そして、別の場所に移動しようとした際、ギルド職員から事情聴取にご協力お願いされる。がありのままを話すハジメにギルド職員も困ったように返す。
「ギルド内で起こされた、問題は当事者双方の言い分を聞いて公正に判断することになっていますので……規則ですから冒険者なら従って頂かないと…」
「あれが目を覚ますまで、ずっと待機してろって?被害者の俺達が?」
ハジメが批難がましい視線をギルド職員に向ける。

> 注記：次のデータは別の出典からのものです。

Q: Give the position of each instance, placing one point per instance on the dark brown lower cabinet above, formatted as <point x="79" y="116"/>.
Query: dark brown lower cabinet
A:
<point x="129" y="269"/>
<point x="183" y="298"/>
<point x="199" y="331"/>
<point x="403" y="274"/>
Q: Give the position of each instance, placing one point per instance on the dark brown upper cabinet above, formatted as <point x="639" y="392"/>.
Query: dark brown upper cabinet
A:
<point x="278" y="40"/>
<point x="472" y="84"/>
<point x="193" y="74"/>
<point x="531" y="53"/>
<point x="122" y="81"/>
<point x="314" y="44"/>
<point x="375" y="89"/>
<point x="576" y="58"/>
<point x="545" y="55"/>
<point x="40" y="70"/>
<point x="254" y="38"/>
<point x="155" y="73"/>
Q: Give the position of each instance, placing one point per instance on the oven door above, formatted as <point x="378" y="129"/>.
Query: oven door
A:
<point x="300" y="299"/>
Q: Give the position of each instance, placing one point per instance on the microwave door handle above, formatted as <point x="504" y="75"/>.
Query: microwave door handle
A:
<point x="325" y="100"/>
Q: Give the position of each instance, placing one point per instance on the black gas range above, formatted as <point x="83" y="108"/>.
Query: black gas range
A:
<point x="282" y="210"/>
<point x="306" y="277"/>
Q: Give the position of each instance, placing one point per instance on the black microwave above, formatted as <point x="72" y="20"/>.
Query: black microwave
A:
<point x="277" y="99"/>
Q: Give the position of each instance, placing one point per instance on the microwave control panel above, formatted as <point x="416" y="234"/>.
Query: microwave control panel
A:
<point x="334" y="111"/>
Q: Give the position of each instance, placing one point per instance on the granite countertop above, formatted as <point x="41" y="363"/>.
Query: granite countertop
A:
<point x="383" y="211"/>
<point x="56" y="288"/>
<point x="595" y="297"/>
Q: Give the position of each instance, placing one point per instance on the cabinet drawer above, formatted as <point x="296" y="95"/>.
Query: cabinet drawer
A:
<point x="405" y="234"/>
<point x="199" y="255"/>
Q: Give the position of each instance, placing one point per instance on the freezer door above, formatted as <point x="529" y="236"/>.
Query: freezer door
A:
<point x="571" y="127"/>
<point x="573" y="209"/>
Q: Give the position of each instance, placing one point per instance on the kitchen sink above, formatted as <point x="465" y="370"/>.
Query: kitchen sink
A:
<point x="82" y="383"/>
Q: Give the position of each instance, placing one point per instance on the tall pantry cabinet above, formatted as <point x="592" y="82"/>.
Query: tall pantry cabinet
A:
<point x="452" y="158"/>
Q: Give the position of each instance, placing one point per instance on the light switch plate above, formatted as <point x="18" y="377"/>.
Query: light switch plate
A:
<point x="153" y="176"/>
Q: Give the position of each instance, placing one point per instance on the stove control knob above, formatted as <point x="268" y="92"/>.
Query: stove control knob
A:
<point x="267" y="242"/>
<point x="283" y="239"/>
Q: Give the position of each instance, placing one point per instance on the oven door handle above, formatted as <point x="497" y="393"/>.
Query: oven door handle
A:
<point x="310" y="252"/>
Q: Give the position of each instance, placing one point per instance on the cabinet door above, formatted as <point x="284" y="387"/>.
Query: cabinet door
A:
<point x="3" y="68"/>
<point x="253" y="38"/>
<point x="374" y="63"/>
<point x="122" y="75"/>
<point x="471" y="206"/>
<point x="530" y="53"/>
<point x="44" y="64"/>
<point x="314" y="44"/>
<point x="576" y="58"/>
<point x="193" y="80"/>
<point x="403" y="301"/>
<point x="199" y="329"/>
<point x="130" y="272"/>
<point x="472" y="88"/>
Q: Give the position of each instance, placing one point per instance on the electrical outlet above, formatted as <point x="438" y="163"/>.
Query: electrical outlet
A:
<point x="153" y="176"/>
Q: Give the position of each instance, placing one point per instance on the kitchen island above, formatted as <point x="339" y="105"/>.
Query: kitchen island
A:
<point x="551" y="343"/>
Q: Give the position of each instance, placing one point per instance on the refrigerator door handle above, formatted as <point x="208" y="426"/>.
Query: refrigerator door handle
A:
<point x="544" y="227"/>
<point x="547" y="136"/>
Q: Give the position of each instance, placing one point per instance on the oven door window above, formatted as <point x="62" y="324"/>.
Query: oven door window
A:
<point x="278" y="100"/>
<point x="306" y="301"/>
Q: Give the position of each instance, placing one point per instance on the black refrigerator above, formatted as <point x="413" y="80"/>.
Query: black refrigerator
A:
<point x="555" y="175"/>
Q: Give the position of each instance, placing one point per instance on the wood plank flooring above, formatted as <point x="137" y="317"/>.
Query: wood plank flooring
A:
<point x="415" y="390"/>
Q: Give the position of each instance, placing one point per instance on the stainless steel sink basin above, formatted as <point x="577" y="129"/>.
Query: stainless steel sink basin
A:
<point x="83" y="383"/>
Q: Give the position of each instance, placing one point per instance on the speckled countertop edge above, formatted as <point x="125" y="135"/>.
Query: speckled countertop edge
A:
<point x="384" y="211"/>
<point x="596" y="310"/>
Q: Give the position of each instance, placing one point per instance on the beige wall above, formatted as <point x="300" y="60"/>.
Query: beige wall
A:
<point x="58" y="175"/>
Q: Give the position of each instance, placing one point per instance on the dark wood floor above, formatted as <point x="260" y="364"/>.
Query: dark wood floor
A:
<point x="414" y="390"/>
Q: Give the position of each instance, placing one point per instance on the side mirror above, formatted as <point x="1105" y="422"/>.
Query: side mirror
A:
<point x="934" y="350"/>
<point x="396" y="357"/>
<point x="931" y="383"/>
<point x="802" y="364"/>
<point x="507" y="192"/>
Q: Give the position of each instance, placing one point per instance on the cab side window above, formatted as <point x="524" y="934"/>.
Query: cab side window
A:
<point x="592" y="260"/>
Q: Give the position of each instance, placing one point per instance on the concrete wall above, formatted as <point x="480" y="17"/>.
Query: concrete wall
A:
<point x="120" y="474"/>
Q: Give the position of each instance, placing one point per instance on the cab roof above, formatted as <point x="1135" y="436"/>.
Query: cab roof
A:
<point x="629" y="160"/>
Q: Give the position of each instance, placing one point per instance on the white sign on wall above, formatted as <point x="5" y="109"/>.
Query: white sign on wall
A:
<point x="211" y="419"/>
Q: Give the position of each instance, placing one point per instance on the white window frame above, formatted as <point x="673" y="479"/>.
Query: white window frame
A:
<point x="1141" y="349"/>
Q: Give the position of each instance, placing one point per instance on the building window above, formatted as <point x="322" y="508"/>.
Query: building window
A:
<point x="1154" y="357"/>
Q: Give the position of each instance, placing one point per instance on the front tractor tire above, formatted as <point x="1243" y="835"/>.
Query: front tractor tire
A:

ギルド職員も「そんな目で睨むなよぉ、仕事なんだから仕方ないだろうぉ」という自棄糞気味な表情になっていた。
ハジメが強引に起こそうと近寄るのを止めるギルド職員達と押し問答をしていると、突如、凛とした声がかけられた。
「何をしているのです?これはいったい、何事ですか?」
「ドット秘書長!いいところに!これはですね…」
ギルド職員達がこれ幸いとドットの元に駆け寄り事の経緯を話し始める。ハジメ達はまだ解放されないことにため息を吐いた。
そしてドットがこの場を執り成し、一応話を聞くまでフューレンに滞在するという形で落ち着いた。そしてユエやシア、スフォの身分証明書が必要と言う話になり、だが、ステータスプレートを発行されると初期状態で写し出されるため、【固有魔法】や神代魔法のことがバレるため、どうしようか悩んでいたところ、ユエがキャサリンからの手紙の事を言い出して、ハジメも思い出しドットに渡す。
「この手紙が本当なら身分証明書になりますが…この手紙が差し出し本人のものか私一人では少々判断つきかねます。支部長に確認を取るので別室でお待ち頂けますか?そうお時間は取らせません。十分、十五分くらいで済みます」
「それくらいなら構わないな。分かった。待たせてもらうよ」
ドットは傍の職員を呼ぶと、ハジメ達を別室に案内させる。ドットは颯爽とギルドの奥へ消えていった。
凶夜は「キャサリンってマジで何者なんだよ」と思うのだった。